Ixazomib (ix az' oh mib) is an orally available, small molecule inhibitor of the 26S proteasome, the intracellular complex that degrades proteins involved in cell signaling and cell cycle regulation.  Blocking proteasome activity prevents activation of factors involved in cell growth and resistance to chemotherapy induced apoptosis, thereby leading to cancer cell death.  Preclinical studies in vitro and in vivo suggested that ixazomib had activity against several hematologic malignancies.  Clinical trials of the addition of ixazomib to lenalidomide and dexamethasone in patients with multiple myeloma showed improvements in progression free survival. 

FDA approval information for Ixazomib

Ixazomib given in combination with lenalidomide and dexamethasone received approval for use in the United States in 2015 for therapy of refractory multiple myeloma. 
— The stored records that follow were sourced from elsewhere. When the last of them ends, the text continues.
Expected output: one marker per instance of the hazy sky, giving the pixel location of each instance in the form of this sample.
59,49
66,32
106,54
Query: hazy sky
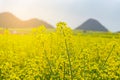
74,12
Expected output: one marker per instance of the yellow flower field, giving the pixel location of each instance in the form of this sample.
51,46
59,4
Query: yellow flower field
59,55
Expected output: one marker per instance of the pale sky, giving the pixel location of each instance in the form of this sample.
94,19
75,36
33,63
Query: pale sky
74,12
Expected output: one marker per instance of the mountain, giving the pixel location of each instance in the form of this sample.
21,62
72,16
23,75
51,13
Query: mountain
8,20
92,25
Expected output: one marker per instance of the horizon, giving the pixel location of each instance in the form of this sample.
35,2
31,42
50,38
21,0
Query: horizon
73,12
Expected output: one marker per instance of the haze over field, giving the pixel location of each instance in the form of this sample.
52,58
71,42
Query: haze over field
74,12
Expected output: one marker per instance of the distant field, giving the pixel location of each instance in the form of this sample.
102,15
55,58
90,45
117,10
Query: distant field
61,54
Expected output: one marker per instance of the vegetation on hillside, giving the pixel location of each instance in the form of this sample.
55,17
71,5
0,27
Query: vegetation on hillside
59,55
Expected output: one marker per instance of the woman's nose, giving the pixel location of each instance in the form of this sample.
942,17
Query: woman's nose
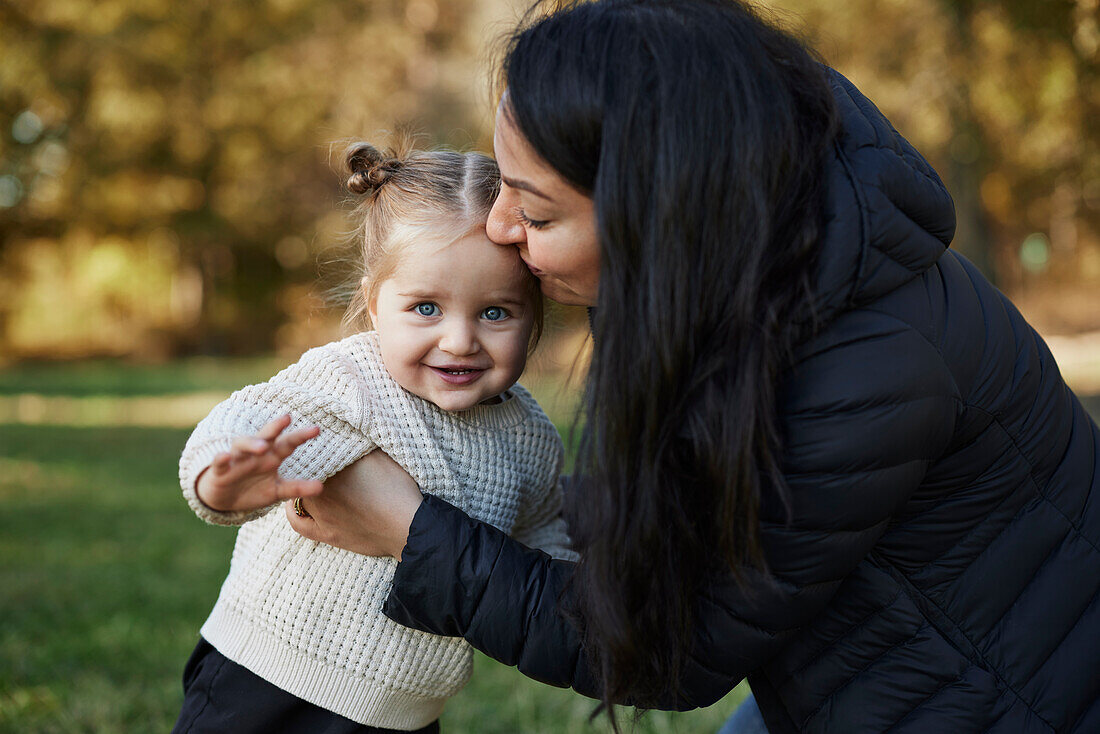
459,338
502,226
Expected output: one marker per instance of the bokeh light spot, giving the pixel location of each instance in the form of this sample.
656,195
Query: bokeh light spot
26,128
1035,252
11,192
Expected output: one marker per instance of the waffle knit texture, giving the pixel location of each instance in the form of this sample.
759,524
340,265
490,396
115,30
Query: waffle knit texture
307,616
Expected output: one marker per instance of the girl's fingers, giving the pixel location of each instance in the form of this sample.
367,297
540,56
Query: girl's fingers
239,469
270,431
285,445
220,463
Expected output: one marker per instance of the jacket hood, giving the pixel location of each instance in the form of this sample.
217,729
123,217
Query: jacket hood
889,217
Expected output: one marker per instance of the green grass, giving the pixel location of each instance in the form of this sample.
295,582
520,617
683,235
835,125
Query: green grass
106,577
124,379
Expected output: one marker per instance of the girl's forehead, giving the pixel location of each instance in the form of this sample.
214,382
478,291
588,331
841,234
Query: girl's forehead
470,264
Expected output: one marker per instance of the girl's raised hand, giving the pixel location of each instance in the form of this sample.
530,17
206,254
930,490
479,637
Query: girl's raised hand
246,478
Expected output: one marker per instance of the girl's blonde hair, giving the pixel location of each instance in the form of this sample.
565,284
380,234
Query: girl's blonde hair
410,196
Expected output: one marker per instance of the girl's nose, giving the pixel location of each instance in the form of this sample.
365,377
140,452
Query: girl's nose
503,227
459,339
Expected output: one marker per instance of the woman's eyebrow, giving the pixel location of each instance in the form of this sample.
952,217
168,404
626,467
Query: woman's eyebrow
516,183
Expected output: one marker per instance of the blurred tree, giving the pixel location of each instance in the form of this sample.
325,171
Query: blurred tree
163,163
1002,96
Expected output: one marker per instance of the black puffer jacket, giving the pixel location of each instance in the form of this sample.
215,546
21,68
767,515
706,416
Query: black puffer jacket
941,571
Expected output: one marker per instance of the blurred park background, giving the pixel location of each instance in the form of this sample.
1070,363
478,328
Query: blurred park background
172,228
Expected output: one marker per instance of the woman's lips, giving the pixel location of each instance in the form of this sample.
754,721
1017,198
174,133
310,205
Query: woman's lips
457,375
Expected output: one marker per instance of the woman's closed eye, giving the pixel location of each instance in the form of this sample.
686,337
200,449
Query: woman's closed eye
495,314
527,221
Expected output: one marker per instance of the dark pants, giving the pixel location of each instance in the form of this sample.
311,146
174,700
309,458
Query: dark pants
220,697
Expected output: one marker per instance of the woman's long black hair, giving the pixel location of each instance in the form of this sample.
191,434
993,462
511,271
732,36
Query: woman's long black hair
701,131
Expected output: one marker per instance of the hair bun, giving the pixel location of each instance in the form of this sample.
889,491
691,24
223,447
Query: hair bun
369,167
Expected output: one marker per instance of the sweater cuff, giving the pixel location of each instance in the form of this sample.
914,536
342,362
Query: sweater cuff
436,587
193,464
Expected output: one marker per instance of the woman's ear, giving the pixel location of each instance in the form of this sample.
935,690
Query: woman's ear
370,297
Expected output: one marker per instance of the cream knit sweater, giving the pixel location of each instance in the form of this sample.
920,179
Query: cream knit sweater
307,616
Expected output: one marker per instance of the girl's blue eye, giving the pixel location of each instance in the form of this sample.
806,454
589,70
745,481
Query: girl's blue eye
534,223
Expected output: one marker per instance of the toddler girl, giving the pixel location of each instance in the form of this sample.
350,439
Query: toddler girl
297,639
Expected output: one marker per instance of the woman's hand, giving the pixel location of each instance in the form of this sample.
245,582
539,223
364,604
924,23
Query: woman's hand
366,507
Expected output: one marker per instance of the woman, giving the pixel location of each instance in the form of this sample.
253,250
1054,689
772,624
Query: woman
820,450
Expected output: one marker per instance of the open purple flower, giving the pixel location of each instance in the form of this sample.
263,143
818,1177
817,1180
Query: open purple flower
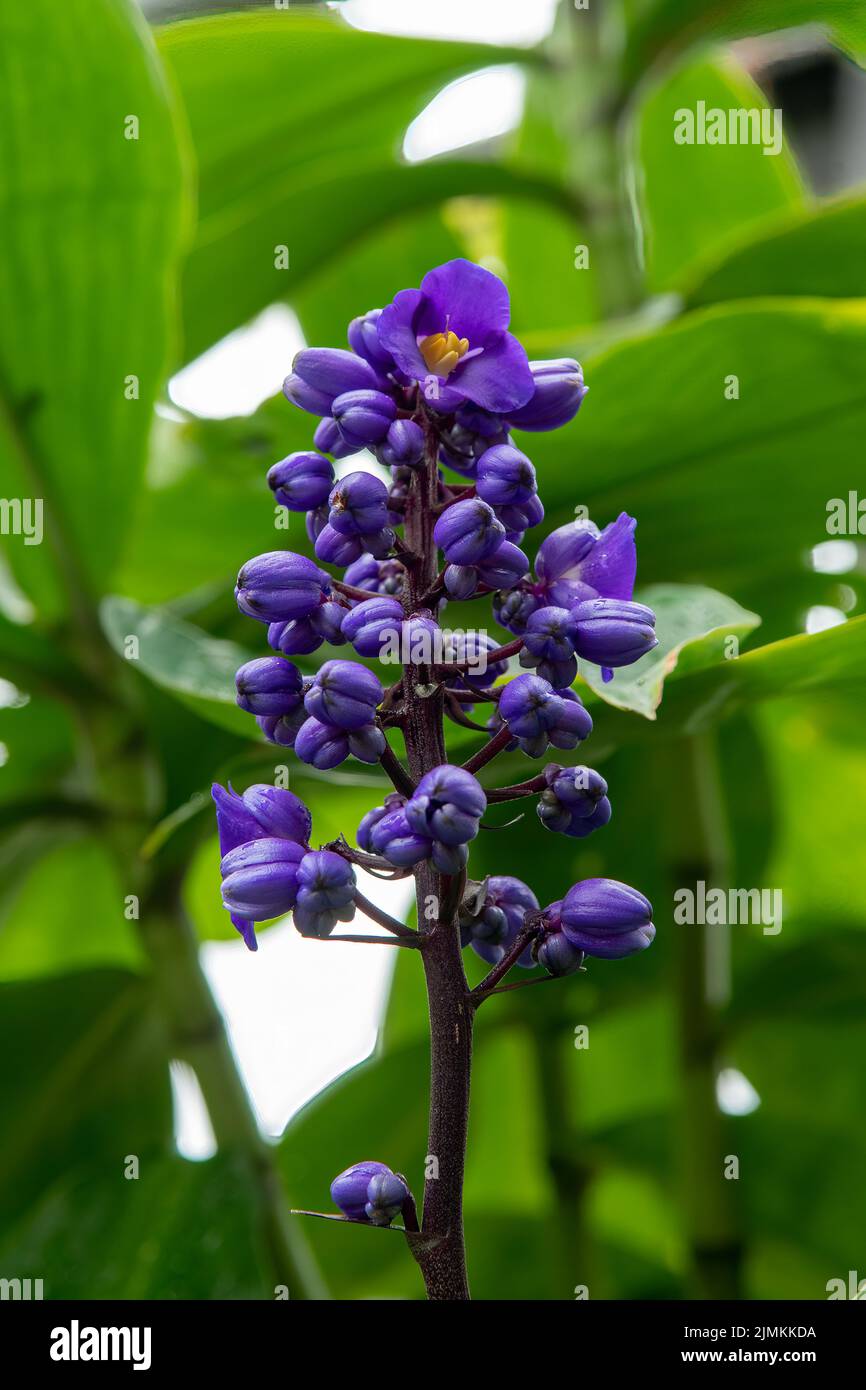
451,335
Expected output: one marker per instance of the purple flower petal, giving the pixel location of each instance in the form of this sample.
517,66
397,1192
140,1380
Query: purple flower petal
498,378
467,299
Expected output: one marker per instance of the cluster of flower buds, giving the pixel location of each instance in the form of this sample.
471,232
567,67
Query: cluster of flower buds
268,869
433,387
437,822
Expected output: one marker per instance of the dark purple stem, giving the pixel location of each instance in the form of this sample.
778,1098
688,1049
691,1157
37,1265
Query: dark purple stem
496,745
516,790
527,933
396,772
439,1250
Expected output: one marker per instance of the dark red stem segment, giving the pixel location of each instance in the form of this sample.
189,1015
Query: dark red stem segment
439,1247
527,933
384,919
396,772
496,745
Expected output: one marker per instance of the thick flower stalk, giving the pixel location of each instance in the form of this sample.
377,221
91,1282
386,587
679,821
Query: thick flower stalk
433,385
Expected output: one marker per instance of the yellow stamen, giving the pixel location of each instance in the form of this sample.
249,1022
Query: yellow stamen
442,352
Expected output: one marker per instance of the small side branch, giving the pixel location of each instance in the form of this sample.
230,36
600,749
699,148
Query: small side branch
384,919
496,745
531,929
530,788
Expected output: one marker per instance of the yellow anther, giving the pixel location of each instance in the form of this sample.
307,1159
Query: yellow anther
442,352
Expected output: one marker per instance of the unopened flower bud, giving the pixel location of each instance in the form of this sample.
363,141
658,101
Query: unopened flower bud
613,631
469,531
280,585
364,416
559,391
606,918
302,481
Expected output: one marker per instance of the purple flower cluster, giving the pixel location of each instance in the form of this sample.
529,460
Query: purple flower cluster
268,869
433,385
437,822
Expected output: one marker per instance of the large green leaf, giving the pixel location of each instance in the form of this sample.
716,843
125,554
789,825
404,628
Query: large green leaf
827,660
89,234
296,121
694,627
663,28
727,492
813,252
695,196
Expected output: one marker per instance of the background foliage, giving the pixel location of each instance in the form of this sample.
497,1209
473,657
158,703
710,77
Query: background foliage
127,257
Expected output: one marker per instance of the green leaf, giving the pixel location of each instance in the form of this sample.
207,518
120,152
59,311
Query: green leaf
665,28
694,198
692,624
42,930
827,660
805,252
726,491
314,171
89,235
181,658
92,1086
206,502
549,292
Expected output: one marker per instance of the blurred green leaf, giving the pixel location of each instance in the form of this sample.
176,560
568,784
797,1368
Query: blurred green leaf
67,913
694,627
813,252
206,502
798,665
288,157
726,491
695,198
91,1087
177,1230
89,234
551,291
663,28
181,658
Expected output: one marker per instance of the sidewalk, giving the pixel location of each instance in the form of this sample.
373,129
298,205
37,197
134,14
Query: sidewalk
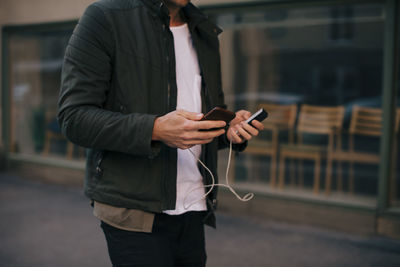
48,225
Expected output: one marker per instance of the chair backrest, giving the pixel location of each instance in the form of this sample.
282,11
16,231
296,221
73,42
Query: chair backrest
320,119
280,116
368,121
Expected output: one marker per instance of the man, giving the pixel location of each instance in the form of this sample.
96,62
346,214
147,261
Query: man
137,76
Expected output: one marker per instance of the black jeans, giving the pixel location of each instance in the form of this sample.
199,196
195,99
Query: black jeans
176,240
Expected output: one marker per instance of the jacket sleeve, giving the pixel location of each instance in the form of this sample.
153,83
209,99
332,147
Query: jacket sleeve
85,84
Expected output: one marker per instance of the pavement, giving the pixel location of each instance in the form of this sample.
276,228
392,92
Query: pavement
49,225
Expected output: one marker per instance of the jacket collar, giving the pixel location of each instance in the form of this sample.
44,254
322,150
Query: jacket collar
194,16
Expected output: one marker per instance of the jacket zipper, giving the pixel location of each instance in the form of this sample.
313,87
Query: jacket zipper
99,171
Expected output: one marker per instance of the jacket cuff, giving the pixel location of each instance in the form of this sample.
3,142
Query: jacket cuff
236,147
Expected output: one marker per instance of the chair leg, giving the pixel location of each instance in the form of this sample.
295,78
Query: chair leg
340,177
301,174
70,150
351,178
281,171
46,147
273,171
292,168
328,179
317,173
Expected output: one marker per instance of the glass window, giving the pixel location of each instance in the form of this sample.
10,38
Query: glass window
35,61
318,72
394,188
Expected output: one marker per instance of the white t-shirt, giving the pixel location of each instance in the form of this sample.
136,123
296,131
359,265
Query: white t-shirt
188,80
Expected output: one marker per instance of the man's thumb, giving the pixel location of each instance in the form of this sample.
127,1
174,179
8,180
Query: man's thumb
194,116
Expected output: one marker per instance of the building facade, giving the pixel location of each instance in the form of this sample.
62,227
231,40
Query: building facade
326,71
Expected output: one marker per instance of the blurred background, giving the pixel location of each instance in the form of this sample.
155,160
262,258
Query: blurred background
325,70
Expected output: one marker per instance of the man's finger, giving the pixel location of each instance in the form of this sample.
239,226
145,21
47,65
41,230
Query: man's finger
206,125
194,116
258,125
250,129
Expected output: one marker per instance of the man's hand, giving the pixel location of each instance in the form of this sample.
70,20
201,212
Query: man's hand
180,129
240,131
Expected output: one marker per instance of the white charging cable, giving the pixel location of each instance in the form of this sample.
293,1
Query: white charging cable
245,198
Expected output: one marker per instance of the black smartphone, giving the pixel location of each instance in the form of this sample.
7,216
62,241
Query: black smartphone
260,115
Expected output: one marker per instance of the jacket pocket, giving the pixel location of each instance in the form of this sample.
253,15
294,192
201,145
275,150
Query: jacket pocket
98,164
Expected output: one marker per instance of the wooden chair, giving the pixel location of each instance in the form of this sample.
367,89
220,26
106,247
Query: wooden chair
313,120
280,118
365,121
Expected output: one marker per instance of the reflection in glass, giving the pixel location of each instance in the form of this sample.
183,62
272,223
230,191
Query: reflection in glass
35,72
328,56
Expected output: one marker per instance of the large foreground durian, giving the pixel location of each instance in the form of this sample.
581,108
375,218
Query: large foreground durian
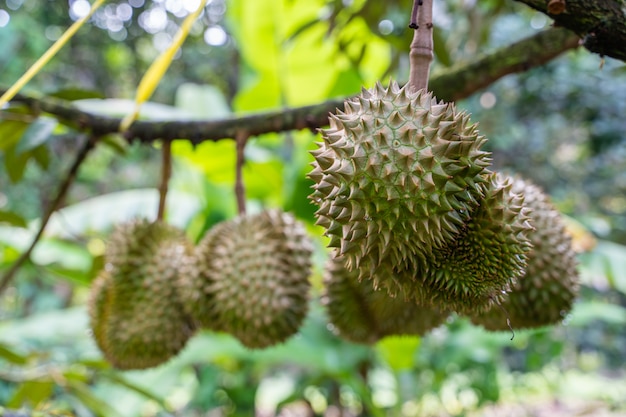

Dosage and administration for Ixazomib

Ixazomib is available in capsules of 2.3, 3 and 4 mg under the brand name Ninlaro.  The recommended starting dose is 4 mg orally on days 1, 8 and 15 of 28-day cycles of lenalidomide and dexamethasone.  A lower daily dose (3 mg) is recommended for patients with renal or hepatic impairment. 

Side effects of Ixazomib

Common side effects include nausea, diarrhea, constipation, anorexia, fatigue, peripheral edema, thrombocytopenia, neutropenia, anemia peripheral neuropathy, rash and fever.  Uncommon, but potentially severe side effects include peripheral neuropathy, bone marrow suppression, thrombocytopenia, severe diarrhea and dehydration and embryo-fetal toxicity.